Calcrete conglomerate, case-hardened conglomerate and cornstone - a comparative account of pedogenic and non-pedogenic carbonates from the continental Siwalik Group, Punjab, India
Article first published online: 14 JUN 2006
Volume 28, Issue 3, pages 353–367, June 1981
How to Cite
TANDON, S. K. and NARAYAN, D. (1981), Calcrete conglomerate, case-hardened conglomerate and cornstone - a comparative account of pedogenic and non-pedogenic carbonates from the continental Siwalik Group, Punjab, India. Sedimentology, 28: 353–367. doi: 10.1111/j.1365-3091.1981.tb01685.x
- Issue published online: 14 JUN 2006
- Article first published online: 14 JUN 2006
- Manuscript received 6 November 1979; revision received 14 August 1980
The occurrence of authigenic carbonates formed in three different environmental situations, within the continental Siwalik Group, has been used to compare the lithological and petrographic characters of the contrasted lithofacies. The three lithofacies are: (1) calcrete conglomerate, (2) case-hardened conglomerate, (3) cornstone (pedogenic, nodular calcrete).
The calcrete conglomerate facies laterally intertongues with the channel conglomerates. It consists of pisolites which are interpreted to have formed from carbonate-rich spring waters emerging on to the gravelly substrate of dry, abandoned channels. The laminae characteristics of these pisolites are distinctly different from those of marine origin and also from comparable biogenic materials.
Case-hardened conglomerate occurs in the youngest part of the Siwalik stratigraphic column, in boulder conglomerates having limestone as the principal clast component. This lithofacies has resulted from cementation of the conglomerate through continued dissolution and re-precipitation of calcite, by meteoric water, downwards from the surface. It displays a coarsely crystalline, sparry calcite cement with no evidence for displacive growth or replacement by calcite.

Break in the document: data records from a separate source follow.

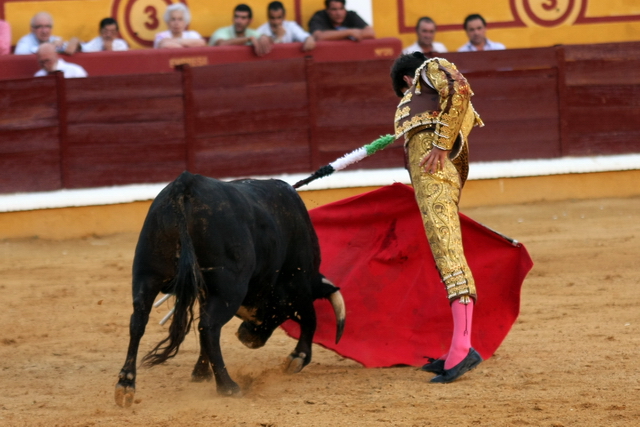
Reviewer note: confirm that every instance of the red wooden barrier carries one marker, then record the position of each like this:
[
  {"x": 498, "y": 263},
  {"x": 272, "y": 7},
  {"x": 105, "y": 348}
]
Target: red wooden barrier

Cornstones (nodular calcrete) occur in several sedimentary cycles of the Middle Siwalik Sub-Group. These are immature and commonly associated with thinly-bedded sandstones (levée) and red shales (overbank). This lithofacies is a result of concentration of carbonate through capillary action associated with pedogenic activity. Ooids developed in cornstone are essentially micritic in nature and usually composed of less than five indistinct laminae.